Muchos de nosotros hemos sido víctimas en distintas situaciones del “maltrato al cliente”. En algunos casos pareciese que quien nos atiende nos está haciendo un favor en prestarnos su atención. La indiferencia del personal hacia el cliente es una realidad y muchos ejemplos de la vida real lo constatan. Por esta razón a veces hasta nos sorprende cuando alguien nos recibe con amabilidad o busca satisfacer nuestras necesidades de manera auténtica.
Uno de los factores diferenciadores en el mundo empresarial es el servicio al cliente. La visión estratégica de las empresas debe ir generando una auténtica cultura de servicio que sea un eje transversal de toda la institución desde la alta gerencia hasta los que están en la primera línea del servicio.
Cabe por ello preguntarse: ¿cuáles son los obstáculos que interfieren en la generación de la cultura de servicio al cliente? ¿Por qué a los trabajadores muchas veces les cuesta tanto servir y entender al cliente? En las asesorías que realizamos hemos encontrado que el personal muchas veces se deja vencer por el miedo o inseguridad ante situaciones o clientes difíciles y por eso prefieren evitarlos.
En otros casos, una cierta visión distorsionada de la realidad puede llevar a equiparar el servir como un “rebajarse” a sí mismo. Cuando no estamos conformes con nosotros mismos proyectamos nuestras rupturas en aquellas personas que se relacionan con nosotros. Entender rectamente el servicio es el primer paso hacia la generación de una cultura orientada al cliente. El servicio no solo es dar lo que me piden, sino salir al encuentro de aquellas necesidades que incluso no son explicitadas o solicitadas.

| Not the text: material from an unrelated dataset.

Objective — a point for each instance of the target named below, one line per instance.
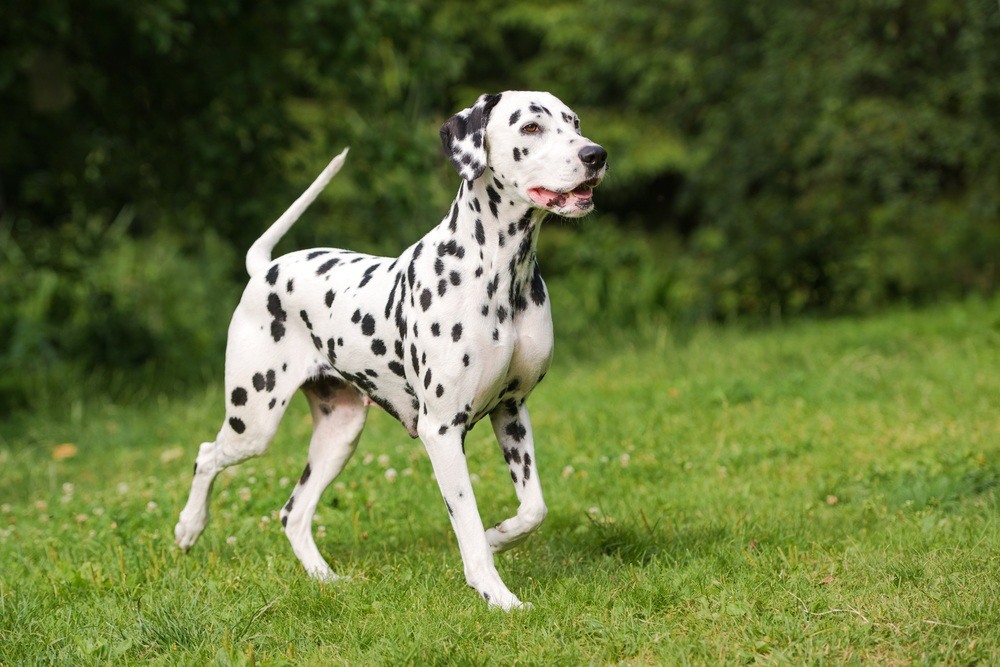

Otro aspecto por considerar es el concepto de “servicio interno”, es decir, la actitud de servicio que está presente dentro de la organización. Existe una relación directa entre el clima laboral y la calidad del servicio. Un mal ambiente de trabajo afecta la calidad de servicio que se brinda. En esta situación el trabajador plantea su inconformidad de la siguiente manera: “¿Por qué voy a tratar bien al cliente si no me tratan bien a mí?”.
Es fundamental generar un cambio de actitud interior para servir adecuadamente. No basta aprender técnicas avanzadas de cómo tratar al cliente, si en el fondo no entiendo la razón última de mi existencia: vivir para servir. En los casos que no se haya interiorizado esta realidad, el trabajador servirá solo en cuanto es “vigilado” por alguien; sirve por temor y no por convicción.
Para poder servir debemos conocer cuáles son nuestros dones y talentos que debemos poner al servicio de los demás. La capacidad de servir está en función del anhelo de amar, y eso no se logra simplemente con políticas o técnicas, sino descubriendo cuál es el verdadero sentido y razón de ser de la existencia.
La conocida frase “Quien no vive para servir, no sirve para vivir” expresa la importancia del servicio en nuestras vidas como camino de realización personal. Vivamos para servir en cualquier trabajo que nos toque desempeñar, para ir generando una cultura de servicio empresarial tan necesaria en nuestros días.